I try to find email match in a website in goland with a file include url, for example, if i put "http://facebook.com" in the file, he will try to find all email find in the website, but he always result 0. I think I choose the wrong function but i try to find other function but i've got the same result. Here the code :
package main
import (
"bufio"
"bytes"
"fmt"
"log"
"net/http"
"os"
"regexp"
"sync"
)
func main() {
var wg sync.WaitGroup
wg.Add(1)
go emailWeb(os.Args[1], &wg)
wg.Wait()
}
func emailWeb(name string, wg *sync.WaitGroup) {
file, err := os.Open(name)
if err != nil {
log.Fatal(err)
}
defer file.Close()
scanner := bufio.NewScanner(file)
for scanner.Scan() {
str := scanner.Text()
nb_arobase := numberEmail(str)
fmt.Println("URL : ", str, " nb email: ", nb_arobase)
}
if err := scanner.Err(); err != nil {
log.Fatal(err)
}
(*wg).Done()
}
func numberEmail(url string) int {
count := 0
reg := regexp.MustCompile(`[a-z0-9._%+\-]+@[a-z0-9.\-]+\.[a-z]{2,4}`)
response, err := http.Get(url)
if err != nil {
log.Fatal(err)
} else {
str := response.Body
buf := new(bytes.Buffer)
buf.ReadFrom(str)
bodyStr := buf.String()
for i := 0; i < len(bodyStr); i++ {
if reg.MatchString(string(bodyStr[i])) {
count += 1
}
}
}
return count
}
You're trying to match the regexp against each individual character in the http response body.
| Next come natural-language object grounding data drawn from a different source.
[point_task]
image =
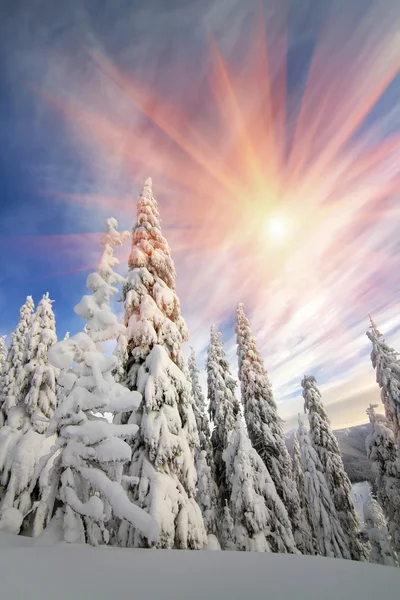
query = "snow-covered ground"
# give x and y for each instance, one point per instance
(360, 493)
(39, 571)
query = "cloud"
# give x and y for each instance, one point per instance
(121, 93)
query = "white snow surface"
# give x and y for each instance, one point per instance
(104, 573)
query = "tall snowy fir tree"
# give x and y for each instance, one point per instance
(386, 362)
(16, 360)
(376, 530)
(13, 413)
(207, 495)
(331, 539)
(298, 478)
(382, 452)
(327, 448)
(163, 453)
(3, 352)
(88, 457)
(261, 522)
(223, 408)
(265, 428)
(37, 381)
(36, 386)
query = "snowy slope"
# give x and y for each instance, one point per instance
(352, 446)
(65, 572)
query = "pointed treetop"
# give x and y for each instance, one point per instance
(374, 327)
(371, 412)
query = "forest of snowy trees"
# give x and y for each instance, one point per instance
(126, 449)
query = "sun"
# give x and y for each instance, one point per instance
(278, 229)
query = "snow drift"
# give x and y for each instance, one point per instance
(80, 571)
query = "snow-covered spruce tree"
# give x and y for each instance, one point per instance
(382, 452)
(88, 457)
(3, 354)
(203, 425)
(227, 535)
(37, 392)
(223, 408)
(3, 351)
(265, 428)
(207, 495)
(16, 359)
(386, 362)
(12, 413)
(377, 533)
(90, 452)
(261, 522)
(37, 381)
(327, 448)
(163, 452)
(298, 477)
(332, 541)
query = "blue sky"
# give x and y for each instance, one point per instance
(49, 152)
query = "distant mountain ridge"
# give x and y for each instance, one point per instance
(352, 445)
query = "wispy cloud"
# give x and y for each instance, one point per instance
(236, 130)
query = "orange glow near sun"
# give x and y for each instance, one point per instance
(230, 175)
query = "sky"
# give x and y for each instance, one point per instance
(271, 131)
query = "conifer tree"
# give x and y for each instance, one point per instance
(16, 359)
(3, 351)
(332, 541)
(88, 457)
(207, 495)
(382, 452)
(12, 407)
(203, 425)
(37, 393)
(163, 452)
(3, 354)
(227, 533)
(298, 477)
(37, 381)
(223, 408)
(261, 522)
(386, 362)
(265, 427)
(377, 533)
(327, 448)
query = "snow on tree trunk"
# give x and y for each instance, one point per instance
(203, 425)
(16, 360)
(207, 495)
(265, 427)
(261, 522)
(227, 534)
(223, 408)
(37, 399)
(377, 533)
(13, 414)
(90, 452)
(3, 354)
(298, 477)
(163, 452)
(332, 541)
(37, 381)
(382, 452)
(327, 448)
(386, 362)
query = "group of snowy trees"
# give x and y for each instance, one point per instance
(124, 449)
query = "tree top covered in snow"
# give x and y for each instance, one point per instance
(386, 362)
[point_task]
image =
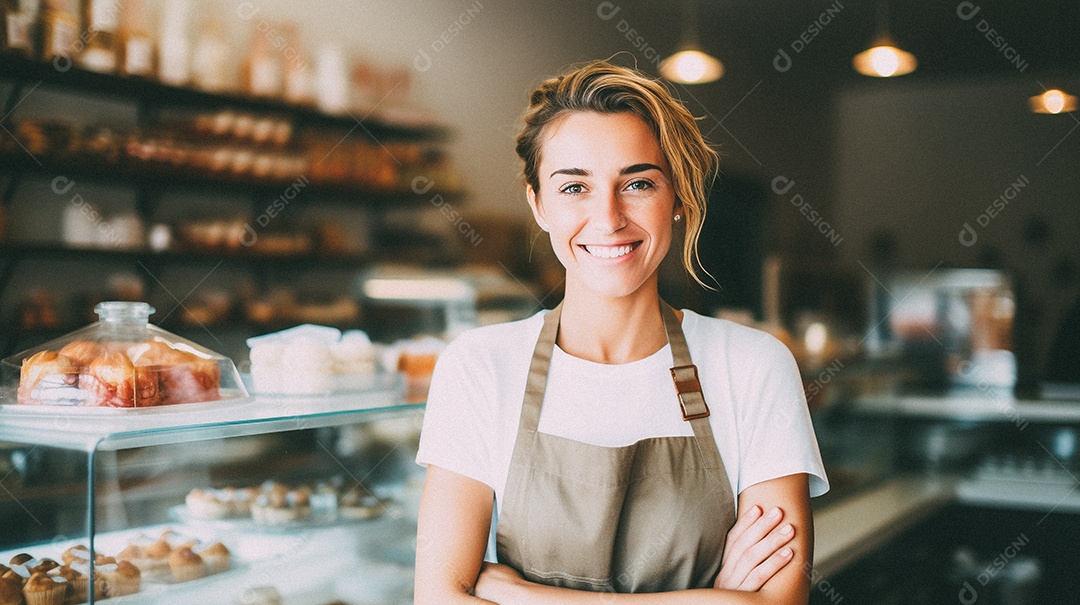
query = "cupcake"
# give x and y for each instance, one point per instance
(154, 562)
(186, 565)
(216, 558)
(11, 591)
(204, 503)
(42, 589)
(120, 579)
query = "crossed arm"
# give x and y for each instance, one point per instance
(763, 561)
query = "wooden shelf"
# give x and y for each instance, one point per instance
(153, 93)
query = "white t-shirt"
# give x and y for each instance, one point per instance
(750, 379)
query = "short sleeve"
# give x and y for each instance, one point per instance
(780, 438)
(457, 431)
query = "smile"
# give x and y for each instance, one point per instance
(610, 252)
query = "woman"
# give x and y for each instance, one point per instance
(624, 484)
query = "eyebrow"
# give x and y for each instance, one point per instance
(629, 170)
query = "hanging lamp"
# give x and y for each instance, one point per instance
(883, 58)
(1054, 101)
(690, 65)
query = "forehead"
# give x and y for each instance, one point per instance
(591, 139)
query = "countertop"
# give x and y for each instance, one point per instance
(854, 526)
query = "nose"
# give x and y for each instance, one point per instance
(609, 216)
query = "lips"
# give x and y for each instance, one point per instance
(610, 251)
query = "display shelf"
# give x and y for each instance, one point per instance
(152, 93)
(112, 429)
(57, 250)
(162, 177)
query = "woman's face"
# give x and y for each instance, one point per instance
(607, 200)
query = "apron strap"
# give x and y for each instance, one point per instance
(688, 388)
(537, 382)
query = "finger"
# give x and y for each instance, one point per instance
(760, 551)
(767, 569)
(741, 525)
(756, 532)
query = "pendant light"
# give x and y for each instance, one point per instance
(1054, 101)
(690, 65)
(883, 58)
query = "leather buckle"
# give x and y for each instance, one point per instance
(688, 387)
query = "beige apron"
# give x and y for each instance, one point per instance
(651, 516)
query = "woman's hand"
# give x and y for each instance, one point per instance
(498, 583)
(754, 550)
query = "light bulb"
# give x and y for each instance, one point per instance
(1053, 101)
(883, 61)
(691, 67)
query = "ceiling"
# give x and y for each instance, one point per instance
(1040, 36)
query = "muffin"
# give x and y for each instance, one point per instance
(216, 556)
(42, 589)
(186, 565)
(120, 579)
(11, 591)
(259, 595)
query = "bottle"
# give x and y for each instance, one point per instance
(136, 46)
(174, 57)
(211, 61)
(102, 21)
(57, 30)
(262, 72)
(14, 28)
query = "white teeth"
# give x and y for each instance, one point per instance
(609, 252)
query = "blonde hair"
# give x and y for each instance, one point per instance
(609, 89)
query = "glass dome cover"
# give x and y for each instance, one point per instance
(120, 361)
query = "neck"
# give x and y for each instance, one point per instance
(611, 330)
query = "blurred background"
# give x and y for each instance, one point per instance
(246, 166)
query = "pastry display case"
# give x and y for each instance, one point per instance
(305, 499)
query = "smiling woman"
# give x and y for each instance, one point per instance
(607, 461)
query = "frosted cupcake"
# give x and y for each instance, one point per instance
(217, 558)
(42, 589)
(120, 579)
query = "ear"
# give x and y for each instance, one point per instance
(535, 205)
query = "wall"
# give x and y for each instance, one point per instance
(921, 161)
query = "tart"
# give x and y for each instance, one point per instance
(186, 565)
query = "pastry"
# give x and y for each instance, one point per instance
(11, 591)
(121, 578)
(356, 505)
(217, 558)
(259, 595)
(186, 565)
(204, 503)
(46, 376)
(81, 352)
(42, 589)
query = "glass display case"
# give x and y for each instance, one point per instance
(283, 499)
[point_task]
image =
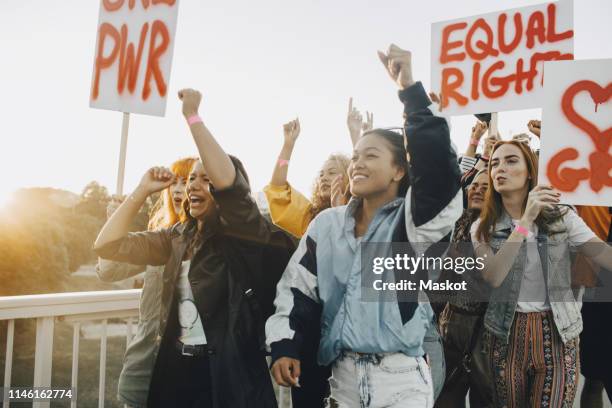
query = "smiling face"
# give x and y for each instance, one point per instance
(477, 191)
(177, 193)
(328, 173)
(509, 170)
(373, 170)
(198, 192)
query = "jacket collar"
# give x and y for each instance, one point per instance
(351, 209)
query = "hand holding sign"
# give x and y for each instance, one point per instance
(398, 63)
(191, 101)
(535, 127)
(478, 130)
(540, 198)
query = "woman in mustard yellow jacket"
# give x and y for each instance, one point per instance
(289, 208)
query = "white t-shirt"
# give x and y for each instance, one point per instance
(532, 295)
(192, 331)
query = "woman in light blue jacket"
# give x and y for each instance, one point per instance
(373, 339)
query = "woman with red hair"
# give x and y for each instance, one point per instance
(133, 386)
(533, 318)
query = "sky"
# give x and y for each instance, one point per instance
(257, 64)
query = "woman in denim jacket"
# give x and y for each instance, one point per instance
(533, 318)
(376, 345)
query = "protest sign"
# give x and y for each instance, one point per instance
(575, 156)
(133, 55)
(493, 62)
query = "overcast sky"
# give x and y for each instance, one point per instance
(258, 64)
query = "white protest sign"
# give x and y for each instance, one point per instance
(133, 55)
(575, 155)
(493, 62)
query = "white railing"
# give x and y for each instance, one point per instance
(75, 308)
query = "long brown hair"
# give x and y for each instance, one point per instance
(493, 207)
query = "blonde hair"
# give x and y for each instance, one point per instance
(162, 214)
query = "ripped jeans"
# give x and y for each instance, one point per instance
(385, 380)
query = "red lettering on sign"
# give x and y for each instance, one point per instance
(105, 31)
(482, 43)
(447, 46)
(565, 179)
(129, 59)
(155, 52)
(486, 47)
(449, 88)
(536, 28)
(600, 161)
(114, 5)
(501, 33)
(129, 64)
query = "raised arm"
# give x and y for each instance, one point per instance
(355, 123)
(291, 131)
(117, 226)
(142, 248)
(298, 311)
(216, 162)
(434, 173)
(478, 130)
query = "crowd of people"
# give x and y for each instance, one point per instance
(234, 299)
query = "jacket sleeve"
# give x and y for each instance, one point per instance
(140, 248)
(298, 308)
(434, 199)
(241, 217)
(289, 209)
(111, 271)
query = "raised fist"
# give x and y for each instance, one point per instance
(398, 63)
(191, 101)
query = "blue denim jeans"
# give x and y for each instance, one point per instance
(385, 380)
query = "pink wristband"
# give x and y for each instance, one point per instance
(522, 230)
(194, 119)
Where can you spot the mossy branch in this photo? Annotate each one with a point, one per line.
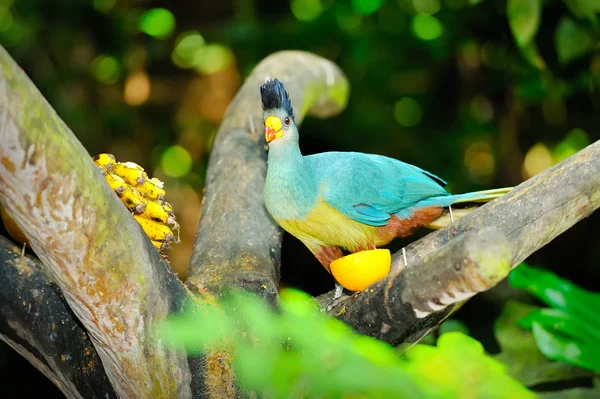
(36, 322)
(530, 216)
(110, 274)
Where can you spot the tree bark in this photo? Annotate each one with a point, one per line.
(89, 245)
(36, 322)
(409, 303)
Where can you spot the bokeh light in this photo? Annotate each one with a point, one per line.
(480, 162)
(427, 27)
(366, 7)
(306, 10)
(5, 18)
(537, 159)
(157, 22)
(408, 112)
(187, 48)
(176, 161)
(105, 69)
(575, 140)
(426, 6)
(212, 58)
(137, 88)
(104, 6)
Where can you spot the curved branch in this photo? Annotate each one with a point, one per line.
(238, 243)
(399, 308)
(110, 274)
(36, 322)
(530, 216)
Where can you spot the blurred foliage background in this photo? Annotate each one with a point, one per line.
(484, 93)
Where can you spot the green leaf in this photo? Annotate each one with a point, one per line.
(524, 19)
(584, 8)
(462, 355)
(558, 293)
(519, 351)
(572, 40)
(563, 323)
(557, 347)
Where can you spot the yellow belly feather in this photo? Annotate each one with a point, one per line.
(326, 226)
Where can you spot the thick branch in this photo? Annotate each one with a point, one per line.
(397, 307)
(238, 244)
(530, 216)
(37, 323)
(110, 274)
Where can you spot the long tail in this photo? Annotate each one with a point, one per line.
(479, 196)
(476, 196)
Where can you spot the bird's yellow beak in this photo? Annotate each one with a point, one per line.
(272, 128)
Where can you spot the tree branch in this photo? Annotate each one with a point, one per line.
(396, 308)
(110, 274)
(530, 216)
(36, 322)
(238, 243)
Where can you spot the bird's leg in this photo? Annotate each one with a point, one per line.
(326, 255)
(339, 290)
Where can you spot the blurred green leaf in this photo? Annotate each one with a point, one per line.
(458, 355)
(557, 347)
(299, 351)
(570, 332)
(157, 22)
(584, 8)
(524, 19)
(573, 40)
(519, 351)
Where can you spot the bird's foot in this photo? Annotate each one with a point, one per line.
(339, 290)
(338, 297)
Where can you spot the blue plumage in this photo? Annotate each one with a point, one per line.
(345, 200)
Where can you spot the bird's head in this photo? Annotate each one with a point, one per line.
(278, 113)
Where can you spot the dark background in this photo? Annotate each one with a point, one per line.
(438, 83)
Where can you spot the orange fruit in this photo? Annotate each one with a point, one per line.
(357, 271)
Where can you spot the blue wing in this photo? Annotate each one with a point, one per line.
(370, 188)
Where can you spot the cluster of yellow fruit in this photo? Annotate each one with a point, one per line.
(144, 197)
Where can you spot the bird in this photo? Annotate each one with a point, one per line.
(345, 201)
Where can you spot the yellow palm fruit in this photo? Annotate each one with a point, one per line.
(116, 183)
(132, 173)
(166, 206)
(160, 245)
(133, 200)
(152, 189)
(105, 161)
(357, 271)
(155, 211)
(155, 231)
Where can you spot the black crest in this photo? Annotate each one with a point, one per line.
(273, 96)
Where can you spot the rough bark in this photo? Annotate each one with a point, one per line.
(108, 271)
(530, 216)
(36, 322)
(399, 308)
(238, 243)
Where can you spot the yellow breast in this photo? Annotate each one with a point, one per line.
(326, 226)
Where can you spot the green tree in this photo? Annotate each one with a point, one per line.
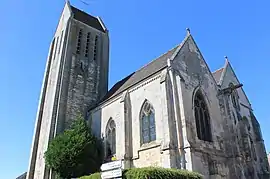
(75, 152)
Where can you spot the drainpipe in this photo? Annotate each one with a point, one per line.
(178, 120)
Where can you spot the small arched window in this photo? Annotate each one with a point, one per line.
(202, 118)
(148, 126)
(110, 139)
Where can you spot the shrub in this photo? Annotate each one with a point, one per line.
(153, 173)
(76, 152)
(93, 176)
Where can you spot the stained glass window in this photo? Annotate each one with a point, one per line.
(148, 127)
(110, 138)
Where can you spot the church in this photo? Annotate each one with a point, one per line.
(173, 112)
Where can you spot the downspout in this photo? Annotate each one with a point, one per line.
(56, 130)
(177, 115)
(62, 66)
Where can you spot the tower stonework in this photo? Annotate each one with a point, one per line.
(75, 78)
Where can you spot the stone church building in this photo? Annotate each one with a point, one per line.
(173, 112)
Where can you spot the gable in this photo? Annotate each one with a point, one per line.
(228, 77)
(217, 75)
(191, 64)
(136, 77)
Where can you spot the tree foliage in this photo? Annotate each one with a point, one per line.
(76, 152)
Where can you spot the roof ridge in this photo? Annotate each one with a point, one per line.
(82, 11)
(156, 58)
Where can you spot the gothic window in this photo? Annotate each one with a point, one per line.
(95, 47)
(148, 127)
(202, 118)
(87, 45)
(235, 98)
(78, 48)
(110, 139)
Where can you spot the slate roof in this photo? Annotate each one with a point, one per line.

You can count the matches in the entire body if you want by counting the matched indexes.
resp, err := http.Get(url)
if err != nil {
log.Println(err)
return 0
}
defer resp.Body.Close()
body, err := ioutil.ReadAll(resp.Body)
if err != nil {
log.Println(err)
return 0
}
return len(reg.FindAllIndex(body))